The British, who now chaperon the Americans, did not massacre their subjects because they wanted to make the world safe for democracy decades later. It happened, as all imperial massacres do, in the frenzy of absolute power. It happened in the sick conviction that all colonial masters have toward their subjects--that they have the god given right to decide the course of history for them while at the same time gorging themselves on the loot from the very same subjects.

Perhaps more urgent is the fact that the British Empire is the most commonly cited model for the global power currently brandished by the United States. America is the successor to the Empire in both senses: offspring in the colonial era, heir today.
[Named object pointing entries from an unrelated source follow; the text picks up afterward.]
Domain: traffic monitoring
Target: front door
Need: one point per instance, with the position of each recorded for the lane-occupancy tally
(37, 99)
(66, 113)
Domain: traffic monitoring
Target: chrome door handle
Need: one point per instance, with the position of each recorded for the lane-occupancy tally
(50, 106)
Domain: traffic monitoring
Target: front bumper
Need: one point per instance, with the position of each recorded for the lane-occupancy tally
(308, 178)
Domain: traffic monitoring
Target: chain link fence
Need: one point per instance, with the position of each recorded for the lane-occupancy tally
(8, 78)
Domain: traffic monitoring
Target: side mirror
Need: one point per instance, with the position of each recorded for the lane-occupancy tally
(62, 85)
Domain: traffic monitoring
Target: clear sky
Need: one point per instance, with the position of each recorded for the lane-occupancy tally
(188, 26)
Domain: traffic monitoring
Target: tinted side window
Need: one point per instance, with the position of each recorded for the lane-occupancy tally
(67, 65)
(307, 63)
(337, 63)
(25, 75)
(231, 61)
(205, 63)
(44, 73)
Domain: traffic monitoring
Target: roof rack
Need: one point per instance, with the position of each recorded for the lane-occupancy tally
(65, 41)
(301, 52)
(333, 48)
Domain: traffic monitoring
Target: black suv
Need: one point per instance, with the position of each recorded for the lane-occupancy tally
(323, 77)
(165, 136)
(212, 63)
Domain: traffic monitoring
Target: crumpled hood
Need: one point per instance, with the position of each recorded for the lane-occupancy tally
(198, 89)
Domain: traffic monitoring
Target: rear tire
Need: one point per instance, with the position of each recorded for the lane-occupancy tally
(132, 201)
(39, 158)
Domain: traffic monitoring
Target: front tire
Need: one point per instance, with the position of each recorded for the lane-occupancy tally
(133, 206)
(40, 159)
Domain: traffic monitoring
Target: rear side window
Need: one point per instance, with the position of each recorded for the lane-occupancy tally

Since the United States in 2005 formally controls a far smaller area of the world than the United Kingdom did in 1905, it will leave no stone unturned in extending its writ to a slice of the earth almost as large, if not larger, than its former master did. The British Empire came to greatness by killing millions of defenseless people. The next Empire will not be found wanting if the Empire building dream is to be fulfilled.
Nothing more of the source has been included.